Leave Yesterday Behind

Read Leave Yesterday Behind Online

Authors: Lauren Linwood

Table of Contents

LEAVE YESTERDAY BEHIND

LAUREN LINWOOD

SOUL MATE PUBLISHING

New York

LEAVE YESTERDAY BEHIND

Copyright©2015

LAUREN LINWOOD

Cover Design by Leah Suttle

This book is a work of fiction.  The names, characters, places, and incidents are the products of the author’s imagination or are used fictitiously.  Any resemblance to actual events, business establishments, locales, or persons, living or dead, is entirely coincidental.

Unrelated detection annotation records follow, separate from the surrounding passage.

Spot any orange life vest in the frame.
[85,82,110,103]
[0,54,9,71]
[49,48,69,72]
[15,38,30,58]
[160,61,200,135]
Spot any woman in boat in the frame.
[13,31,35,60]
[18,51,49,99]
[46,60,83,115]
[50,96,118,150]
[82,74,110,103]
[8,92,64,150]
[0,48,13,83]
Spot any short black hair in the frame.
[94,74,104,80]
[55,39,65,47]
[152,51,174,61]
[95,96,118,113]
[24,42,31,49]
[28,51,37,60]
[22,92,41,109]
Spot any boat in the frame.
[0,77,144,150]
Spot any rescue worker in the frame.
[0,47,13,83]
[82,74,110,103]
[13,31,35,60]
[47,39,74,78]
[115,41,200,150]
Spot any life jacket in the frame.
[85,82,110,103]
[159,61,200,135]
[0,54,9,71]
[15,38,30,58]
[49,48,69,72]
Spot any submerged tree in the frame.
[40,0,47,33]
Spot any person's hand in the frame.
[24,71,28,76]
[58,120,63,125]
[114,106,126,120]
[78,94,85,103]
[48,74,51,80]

All rights reserved.  No part of this publication may be reproduced, stored in a retrieval system, or transmitted in any form or by any means (electronic, mechanical, photocopying, recording, or otherwise) without the prior written permission of both the copyright owner and the publisher.  The only exception is brief quotations in printed reviews.

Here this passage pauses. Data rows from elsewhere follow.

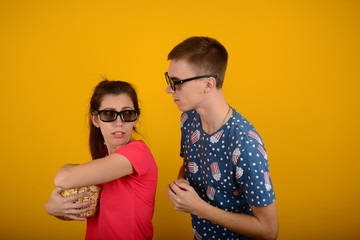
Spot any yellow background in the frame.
[0,0,360,240]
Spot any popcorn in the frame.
[60,185,101,218]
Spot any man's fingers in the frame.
[174,181,192,191]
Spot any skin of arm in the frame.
[44,187,93,221]
[54,153,135,189]
[44,153,135,221]
[167,165,278,239]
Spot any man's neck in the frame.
[196,91,232,134]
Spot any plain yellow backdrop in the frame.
[0,0,360,240]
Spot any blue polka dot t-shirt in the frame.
[180,109,275,240]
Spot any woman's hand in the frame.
[45,187,93,221]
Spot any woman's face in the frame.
[91,93,137,153]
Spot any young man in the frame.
[165,37,278,240]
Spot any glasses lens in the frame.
[99,110,117,122]
[165,72,175,91]
[120,110,137,122]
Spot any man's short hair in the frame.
[168,37,228,89]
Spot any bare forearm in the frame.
[193,202,278,239]
[178,163,185,179]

The scanning, uploading, and distribution of this book via the Internet or via any other means without the permission of the publisher is illegal and punishable by law.  Please purchase only authorized electronic editions, and do not participate in or encourage electronic piracy of copyrighted materials.

Your support of the author’s rights is appreciated.

Published in the United States of America by

Soul Mate Publishing

P.O. Box 24

Macedon, New York, 14502

ISBN: 978-1-61935-
803-4

www.SoulMatePublishing.com

The publisher does not have any control over and does not assume any responsibility for author or third-party websites or their content.

For My SS Ladies

Donnette, Jennifer, Karen, Kathy, & Rita.

Though we’ve all headed in new directions,

whenever we are together,

it’s as if we’ve never been apart.

Prologue

The realization came to him instantly. He’d had enough practice. He looked over at the girl, her eyes large with fear as she watched him cross the room and remove a can of beer from the mini-fridge. It hissed gently as he popped the top and took a swig. Then another. The cold brew slid down his throat, burning as it went.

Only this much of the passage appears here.